The crane became overloaded and its boom snapped in half, toppling over a series of 150-foot columns that had been installed at the work site. One of the columns landed on Tyler Lee’s left leg, crushing it and severing the leg below the knee.  

Lee received workers’ compensation benefits and sued his employer in civil court. A jury awarded him approximately $35 million in actual damages and $8.5 million in punitive damages due to the employer’s “gross negligence”.  The employer then appealed, claiming immunity from civil suit under the workers’ compensation Exclusive Remedy Rule.

On appeal, the court confirmed that a “substantial-certainty” standard applied to this case, not the “gross negligence” standard that was used by the jury.  The gross negligence standard only applies to employee death claims seeking to avoid the Exclusive Remedy Rule.

To prove gross negligence in a death claim, the workers’ family must show that the employer was knowingly reckless. To pass the much tougher “substantial-certainty” test, workers must prove their employer’s conduct was almost definitely going to cause harm “to a particular victim, or to someone within a small class of potential victims within a localized area”.

The 14th Court of Appeals wrote that Lee could sue his employer only if he could prove the supervisor had known his actions were substantially certain to injure Lee specifically, or people within a “localized area” of Lee.  If he could prove that, his case would fall under that “substantial-certainty” exception to the Texas workers’ compensation Exclusive Remedy Rule.

The court made clear that an injured worker cannot recover anything more than statutory Texas workers’ compensation benefits even when an employer knowingly permits a hazardous work condition to exist; or that the employer knowingly ordered the worker to perform an extremely dangerous job; or that the employer willfully failed to furnish a safe place to work; or even that the employer willfully violated a safety statute.  “These actions may set the stage for a finding of negligence or gross negligence, but to make that extra step on the liability continuum – i.e., to move beyond foreseeability to substantial certainty” – the employer must know the injury was “necessarily an incident to, or necessarily a consequential result of the [employer’s] action.”  Having clarified this long-unsettled area of law, confirming protections under Texas workers’ compensation for even the most unsafe and reckless of employers, this case was remanded back to the trial court for decision.

Related articles of interest:

Re-imaging the Grand Bargain Without Exclusive Remedy
Option Industry Expands Coverage, Steps Toward Critics
∙ Texas nonsubscriber Option:  Providing better disability benefits?

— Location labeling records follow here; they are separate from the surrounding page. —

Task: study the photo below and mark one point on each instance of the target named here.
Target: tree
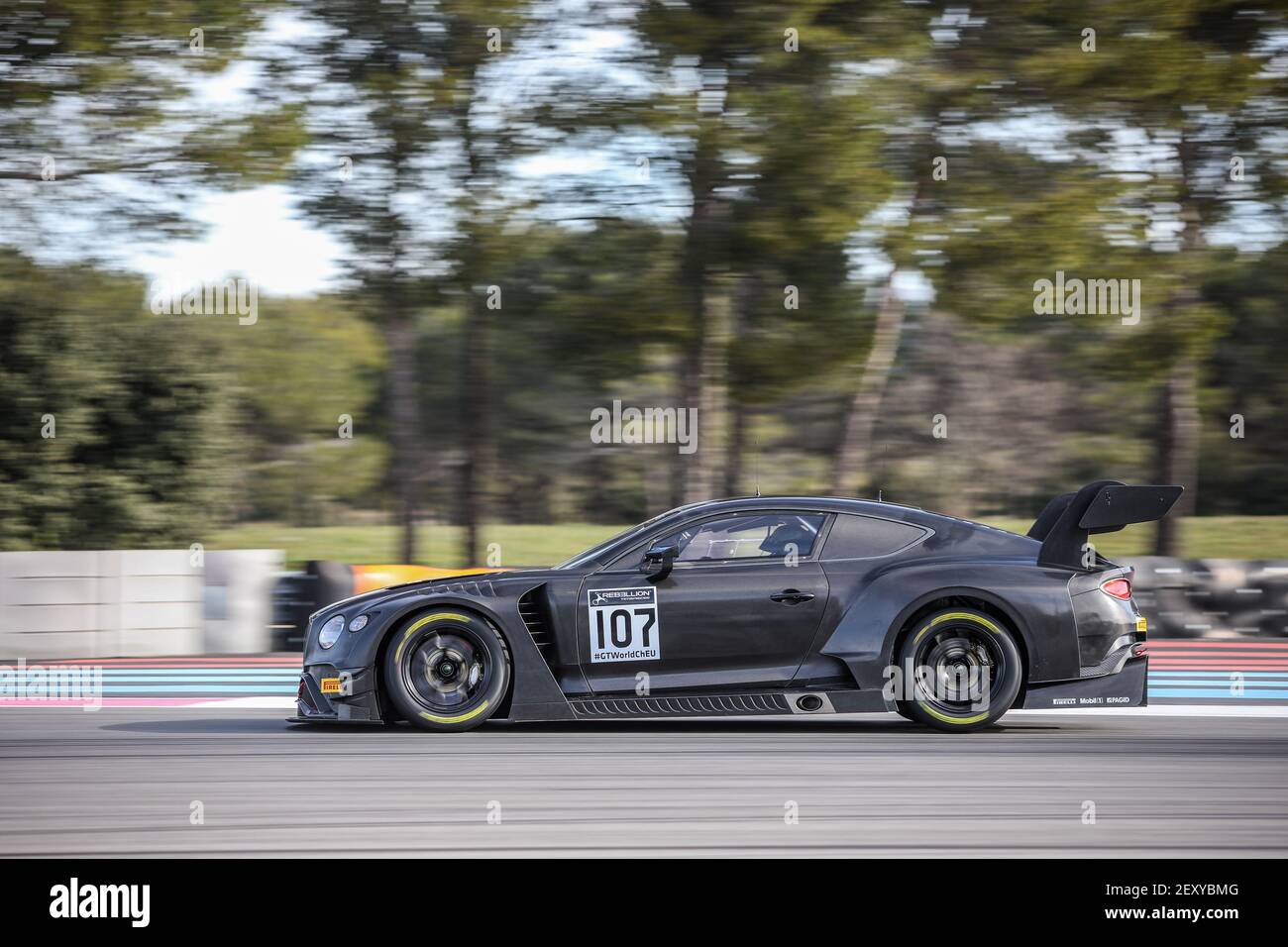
(115, 432)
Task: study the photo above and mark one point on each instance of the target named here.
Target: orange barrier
(372, 578)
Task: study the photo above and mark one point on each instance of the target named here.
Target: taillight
(1117, 587)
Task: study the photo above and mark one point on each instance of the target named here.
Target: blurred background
(462, 230)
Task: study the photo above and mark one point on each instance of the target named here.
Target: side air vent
(483, 589)
(715, 705)
(533, 613)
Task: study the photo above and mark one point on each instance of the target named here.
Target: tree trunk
(477, 367)
(1177, 450)
(703, 479)
(850, 474)
(734, 446)
(404, 432)
(1180, 425)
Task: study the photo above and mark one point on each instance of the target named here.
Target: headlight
(331, 630)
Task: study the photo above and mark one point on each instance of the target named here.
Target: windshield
(593, 552)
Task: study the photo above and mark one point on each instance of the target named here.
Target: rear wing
(1100, 506)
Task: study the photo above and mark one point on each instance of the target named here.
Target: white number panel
(623, 625)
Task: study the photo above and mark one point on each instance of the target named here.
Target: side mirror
(658, 561)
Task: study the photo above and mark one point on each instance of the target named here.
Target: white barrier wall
(130, 603)
(239, 599)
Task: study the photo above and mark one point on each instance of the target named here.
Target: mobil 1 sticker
(623, 625)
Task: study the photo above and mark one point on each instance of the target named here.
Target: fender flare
(901, 624)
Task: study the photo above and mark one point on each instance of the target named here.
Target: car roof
(831, 504)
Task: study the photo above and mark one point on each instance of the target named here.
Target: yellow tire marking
(960, 720)
(456, 719)
(948, 616)
(967, 616)
(441, 616)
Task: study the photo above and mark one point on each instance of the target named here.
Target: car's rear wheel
(447, 671)
(966, 671)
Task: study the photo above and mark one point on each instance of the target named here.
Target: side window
(861, 538)
(748, 536)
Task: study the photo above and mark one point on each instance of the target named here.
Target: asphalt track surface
(124, 783)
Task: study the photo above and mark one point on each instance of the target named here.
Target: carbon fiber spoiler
(1100, 506)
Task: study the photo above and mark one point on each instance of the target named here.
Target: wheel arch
(961, 596)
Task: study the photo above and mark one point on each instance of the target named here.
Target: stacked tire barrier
(1214, 598)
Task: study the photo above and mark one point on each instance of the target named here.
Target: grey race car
(758, 605)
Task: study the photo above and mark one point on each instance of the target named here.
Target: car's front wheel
(965, 671)
(447, 671)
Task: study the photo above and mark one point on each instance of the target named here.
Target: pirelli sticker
(623, 625)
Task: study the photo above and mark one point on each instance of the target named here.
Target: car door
(739, 607)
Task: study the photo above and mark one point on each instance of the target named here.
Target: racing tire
(447, 671)
(966, 671)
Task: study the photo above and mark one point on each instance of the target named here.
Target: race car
(758, 605)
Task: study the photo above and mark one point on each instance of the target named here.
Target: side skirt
(1127, 688)
(763, 703)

[1] In contrast, employees of nonsubscribers to Texas workers’ compensation can typically recover medical, disability and other benefits available under the employer’s injury benefit plan, PLUS seek actual damages (including pain and suffering) and punitive damages for any employer negligence that caused the injury.  The employer cannot defend against a negligence liability claim based upon contributory negligence of the worker, assumption of risk by the worker, or negligence of a fellow employee. 

[2] See discussions and sample reports on the “National Conversation” over workers’ compensation system dysfunction here and here.

[3] References to the “employer” are simplified as certain relationships are not relevant to this case analysis.